UNITED STATES

SECURITIES AND EXCHANGE COMMISSION

Washington, D.C.  20549

 

Form 8-A/A

 

Amendment No. 1

 

For Registration of Certain Classes of Securities

Pursuant to Section 12(b) or (g) of the

Securities Exchange Act of 1934

 

Sepracor Inc.

(Exact name of registrant as specified in its charter)

 

Delaware

 

22-2536587

(State of incorporation
or organization)

 

(I.R.S. Employer
Identification No.)

 

 

 

84 Waterford Drive

 

 

Marlborough, Massachusetts

 

01752

(Address of principal executive offices)

 

(Zip Code)

 

Securities to be registered pursuant to Section 12(b) of the Act:

 

Title of each class

 

Name of each exchange on which

to be so registered

 

each class is to be registered

Preferred Stock Purchase Rights

 

The NASDAQ Stock Market LLC

 

If this form relates to the registration of a class of securities pursuant to Section 12(b) of the Exchange Act and is effective pursuant to General Instruction A.(c), please check the following box.  o

 

If this form relates to the registration of a class of securities pursuant to Section 12(g) of the Exchange Act and is effective pursuant to General Instruction A.(d), please check the following box.  x

 

Securities Act registration statement file number to which this form relates:

 

Not applicable

 

 

 

(If applicable)

 

 

Securities to be registered pursuant to Section 12(g) of the Act:

 

Not Applicable
(Title of Class)

 

 

 



 

The undersigned registrant, Sepracor Inc., a Delaware corporation (the “Registrant”), hereby amends the following items, exhibits and portions of its Registration on Form 8-A filed with the U.S. Securities and Exchange Commission on June 4, 2002 (the “Form 8-A”) as set forth below.

 

Item 1.  Description of Registrant’s Securities to be Registered.

 

Item 1 of the Form 8-A filed by the Registrant is hereby amended to include the following:

 

On September 3, 2009, the Registrant entered into an Agreement and Plan of Merger (the “Merger Agreement”) with Dainippon Sumitomo Pharma Co., Ltd., a company formed under the laws of Japan (“Parent”), and Aptiom, Inc., a Delaware corporation and an indirect wholly-owned subsidiary of Parent (“Merger Sub”).  Pursuant to the Merger Agreement, upon the terms and subject to the conditions thereof, Merger Sub will commence a tender offer (the “Offer”) to acquire all of the outstanding shares of common stock of the Registrant, and as soon as practicable after the consummation of the Offer and subject to the satisfaction or waiver of certain conditions set forth in the Merger Agreement, Merger Sub will merge with and into the Registrant (the “Merger”) and the Registrant will become an indirect wholly-owned subsidiary of Parent.

 

On September 3, 2009, the Registrant entered into an amendment (the “Rights Amendment”) to the Rights Agreement (the “Rights Agreement”) dated June 3, 2002 between the Registrant and Computershare Trust Company, N.A. (as successor Rights Agent to EquiServe Trust Company, N.A.).

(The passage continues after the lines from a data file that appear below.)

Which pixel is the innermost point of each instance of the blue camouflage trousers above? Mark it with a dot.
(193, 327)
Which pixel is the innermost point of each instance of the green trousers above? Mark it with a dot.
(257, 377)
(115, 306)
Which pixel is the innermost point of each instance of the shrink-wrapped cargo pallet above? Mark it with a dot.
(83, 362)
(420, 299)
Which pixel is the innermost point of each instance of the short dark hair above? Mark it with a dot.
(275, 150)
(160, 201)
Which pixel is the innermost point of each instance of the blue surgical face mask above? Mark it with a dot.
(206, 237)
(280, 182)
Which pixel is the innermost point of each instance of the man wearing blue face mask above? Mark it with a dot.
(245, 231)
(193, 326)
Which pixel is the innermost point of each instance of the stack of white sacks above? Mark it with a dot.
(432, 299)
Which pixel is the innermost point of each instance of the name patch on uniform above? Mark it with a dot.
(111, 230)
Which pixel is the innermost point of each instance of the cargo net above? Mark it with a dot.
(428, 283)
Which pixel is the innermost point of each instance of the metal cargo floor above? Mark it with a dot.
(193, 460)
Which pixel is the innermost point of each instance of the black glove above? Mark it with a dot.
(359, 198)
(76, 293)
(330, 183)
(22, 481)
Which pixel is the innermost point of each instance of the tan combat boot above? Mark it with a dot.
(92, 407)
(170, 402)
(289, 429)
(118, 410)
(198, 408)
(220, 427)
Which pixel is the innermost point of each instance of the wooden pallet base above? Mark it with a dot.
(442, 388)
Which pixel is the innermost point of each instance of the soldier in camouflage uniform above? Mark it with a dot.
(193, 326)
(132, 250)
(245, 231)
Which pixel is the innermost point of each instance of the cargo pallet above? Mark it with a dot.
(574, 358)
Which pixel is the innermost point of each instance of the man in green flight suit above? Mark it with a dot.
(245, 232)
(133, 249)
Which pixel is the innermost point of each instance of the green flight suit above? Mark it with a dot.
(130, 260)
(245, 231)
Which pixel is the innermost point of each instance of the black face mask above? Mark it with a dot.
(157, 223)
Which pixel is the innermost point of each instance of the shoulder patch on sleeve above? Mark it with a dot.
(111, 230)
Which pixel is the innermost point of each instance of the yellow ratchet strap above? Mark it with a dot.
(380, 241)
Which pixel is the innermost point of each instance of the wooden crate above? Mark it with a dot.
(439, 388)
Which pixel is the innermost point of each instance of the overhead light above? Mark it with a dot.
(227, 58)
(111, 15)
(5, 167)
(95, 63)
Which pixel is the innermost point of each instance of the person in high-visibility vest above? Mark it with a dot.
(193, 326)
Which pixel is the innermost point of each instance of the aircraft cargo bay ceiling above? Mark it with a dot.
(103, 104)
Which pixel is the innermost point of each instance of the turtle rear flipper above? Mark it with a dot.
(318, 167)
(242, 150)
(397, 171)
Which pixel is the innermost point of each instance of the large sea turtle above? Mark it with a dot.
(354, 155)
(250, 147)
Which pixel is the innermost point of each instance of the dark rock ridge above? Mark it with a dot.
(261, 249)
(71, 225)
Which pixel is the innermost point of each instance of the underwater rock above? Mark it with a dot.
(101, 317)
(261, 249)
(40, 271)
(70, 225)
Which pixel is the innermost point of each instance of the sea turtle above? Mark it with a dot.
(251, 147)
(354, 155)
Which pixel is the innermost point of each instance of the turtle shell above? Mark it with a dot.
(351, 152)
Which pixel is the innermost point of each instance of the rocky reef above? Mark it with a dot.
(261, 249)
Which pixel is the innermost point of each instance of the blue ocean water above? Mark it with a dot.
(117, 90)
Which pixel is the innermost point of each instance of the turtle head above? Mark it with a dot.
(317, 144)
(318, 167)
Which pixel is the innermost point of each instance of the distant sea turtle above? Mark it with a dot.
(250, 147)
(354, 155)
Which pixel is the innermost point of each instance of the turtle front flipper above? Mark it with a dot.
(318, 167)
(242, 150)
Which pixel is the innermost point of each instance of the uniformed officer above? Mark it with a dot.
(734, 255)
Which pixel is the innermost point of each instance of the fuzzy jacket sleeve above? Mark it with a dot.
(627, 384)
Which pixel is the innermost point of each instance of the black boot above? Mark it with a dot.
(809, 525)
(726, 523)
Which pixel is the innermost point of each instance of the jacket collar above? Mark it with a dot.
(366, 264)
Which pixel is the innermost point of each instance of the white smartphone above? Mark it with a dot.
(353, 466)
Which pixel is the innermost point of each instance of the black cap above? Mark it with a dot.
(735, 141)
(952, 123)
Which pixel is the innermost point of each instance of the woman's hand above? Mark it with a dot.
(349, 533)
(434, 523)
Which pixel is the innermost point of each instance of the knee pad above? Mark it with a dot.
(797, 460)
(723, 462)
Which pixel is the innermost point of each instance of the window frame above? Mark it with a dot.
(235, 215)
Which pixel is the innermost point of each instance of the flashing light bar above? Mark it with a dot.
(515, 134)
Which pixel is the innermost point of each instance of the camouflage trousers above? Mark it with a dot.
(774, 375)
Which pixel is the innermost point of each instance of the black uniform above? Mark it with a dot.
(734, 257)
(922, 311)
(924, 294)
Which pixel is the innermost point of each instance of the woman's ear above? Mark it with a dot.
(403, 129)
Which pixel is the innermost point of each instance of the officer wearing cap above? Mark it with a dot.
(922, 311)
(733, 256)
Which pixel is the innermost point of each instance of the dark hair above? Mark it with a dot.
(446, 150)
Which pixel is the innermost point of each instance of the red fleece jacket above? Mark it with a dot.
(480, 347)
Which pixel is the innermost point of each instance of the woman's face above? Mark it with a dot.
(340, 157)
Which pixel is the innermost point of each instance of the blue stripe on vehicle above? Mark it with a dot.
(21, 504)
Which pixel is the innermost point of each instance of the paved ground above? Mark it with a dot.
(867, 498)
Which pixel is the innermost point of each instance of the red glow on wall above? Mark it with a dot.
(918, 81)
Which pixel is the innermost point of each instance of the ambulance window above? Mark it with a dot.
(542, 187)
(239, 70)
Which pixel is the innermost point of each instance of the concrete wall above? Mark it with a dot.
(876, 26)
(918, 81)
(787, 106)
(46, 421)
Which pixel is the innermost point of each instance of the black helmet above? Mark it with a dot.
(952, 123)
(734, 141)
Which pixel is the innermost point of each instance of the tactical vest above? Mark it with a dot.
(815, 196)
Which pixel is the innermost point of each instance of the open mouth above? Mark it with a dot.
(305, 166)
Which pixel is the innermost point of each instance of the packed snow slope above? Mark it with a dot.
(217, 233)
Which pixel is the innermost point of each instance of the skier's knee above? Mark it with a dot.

The Rights Amendment, among other things, renders the Rights Agreement inapplicable to the Offer and the Merger. The Rights Amendment provides that none of (i) the approval, adoption, execution or delivery of the Merger Agreement, (ii) the commencement or consummation of the Offer, (iii) the exercise of the option to purchase shares of common stock of the Registrant granted pursuant to Section 1.4 of the Merger Agreement, (iv) the exercise of the option to purchase shares of common stock of the Registrant granted pursuant to Section 1.5 of the Merger Agreement, (v) the consummation of the Merger, or (vi) the consummation of any of the other transactions contemplated by the Merger Agreement, will (A) result in the rights becoming exercisable or in Parent or its affiliates and associates being deemed an “Acquiring Person” under the Rights Agreement or (B) give rise to any event that would result in the occurrence of a “Stock Acquisition Date” or a “Distribution Date” under the Rights Agreement.

 

A copy of the Rights Amendment is attached hereto as Exhibit 4.2 and is incorporated herein by reference. The foregoing description of the Rights Amendment does not purport to be complete and is qualified in its entirety by reference to the Rights Amendment.

 

Item 2.  Exhibits.

 

Item 2 of the Form 8-A is hereby amended by adding the following exhibit attached hereto:

 

Exhibit Number

 

 

 

 

 

4.2

 

First Amendment, dated as of September 3, 2009, to the Rights Agreement, dated June 3, 2002, between the Registrant and Computershare Trust Company, N.A. (as successor Rights Agent to EquiServe Trust Company, N.A.) (incorporated herein by reference to Exhibit 4.1 to the Registrant’s Current Report on Form 8-K, File No. 000-19410, filed with the Securities and Exchange Commission on September 3, 2009).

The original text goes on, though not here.